Note that I am not in any way denigrating the importance of teaching “values.” However, Bazell’s use of the term is really sloppy, and I suspect that in reality what he really means is that he wants medical schools to teach more “ethics.” He seems to be confusing the two terms, perhaps not realizing that ethics is not the same thing as “values” or personal morality, as Eric Loewy points out:
Ethics is not the same as personal morality. When we disagree about the treatment of a specific disease, we do agree on an authority that will give us the right answer. When, however, we disagree about ethics, there is no “authority” that we can generally agree upon. We come from different backgrounds, different (or no) religious convictions, and different experiences, and, therefore, we are apt to hold quite different views about what course of action is ethically acceptable. We are left either with imposing our moral views on another because we have the power to do so or to discuss the matter with logic, experience, history, religion, and precedent to help guide us in our actions
In other words, ethics is a framework through which we as physicians can accommodate disparate personal moralities (or “values,” as Bazell seems to be using the term) and decide on a course of action that maximizes beneficence and patient autonomy in our decisions.
And, of course, bioethics, the branch of ethics that deals with medicine, has little to do with what many scientists do, although it has a lot to do with what we as doctors do.
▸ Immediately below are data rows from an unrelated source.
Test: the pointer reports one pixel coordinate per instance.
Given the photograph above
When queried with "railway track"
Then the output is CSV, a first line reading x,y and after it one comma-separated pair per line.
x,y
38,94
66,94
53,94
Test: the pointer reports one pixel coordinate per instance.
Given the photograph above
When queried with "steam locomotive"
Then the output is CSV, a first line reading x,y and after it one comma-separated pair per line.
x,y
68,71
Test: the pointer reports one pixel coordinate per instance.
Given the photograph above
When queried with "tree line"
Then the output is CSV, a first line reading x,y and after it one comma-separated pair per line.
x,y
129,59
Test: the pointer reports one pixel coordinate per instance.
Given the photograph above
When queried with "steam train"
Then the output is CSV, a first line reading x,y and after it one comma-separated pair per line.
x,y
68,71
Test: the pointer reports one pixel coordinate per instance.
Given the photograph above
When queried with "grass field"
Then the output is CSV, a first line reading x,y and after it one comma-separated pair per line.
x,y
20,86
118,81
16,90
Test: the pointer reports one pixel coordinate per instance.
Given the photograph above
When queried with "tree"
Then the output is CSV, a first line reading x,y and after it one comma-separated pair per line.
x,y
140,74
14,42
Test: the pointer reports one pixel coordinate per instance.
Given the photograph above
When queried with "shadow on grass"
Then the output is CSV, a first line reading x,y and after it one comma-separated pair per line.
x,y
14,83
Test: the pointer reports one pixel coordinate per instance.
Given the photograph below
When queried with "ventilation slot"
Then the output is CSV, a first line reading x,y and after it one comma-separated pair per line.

These days, it’s also a prominent part of the curriculum in nearly every medical school. For Bazell to castigate scientists for not teaching ethics is sloppy thinking on his part. For him to state, in essence, that academic physicians and scientists can emphasize ethics more only at the cost of combatting ID less vigorously is even worse. Basically, Bazell’s piece is essentially incoherent and doesn’t give the medical profession much credit. Indeed, he seems to think that we can’t walk and chew gum at the same time.
And this guy is the Chief Science and Health Correspondent for MSNBC?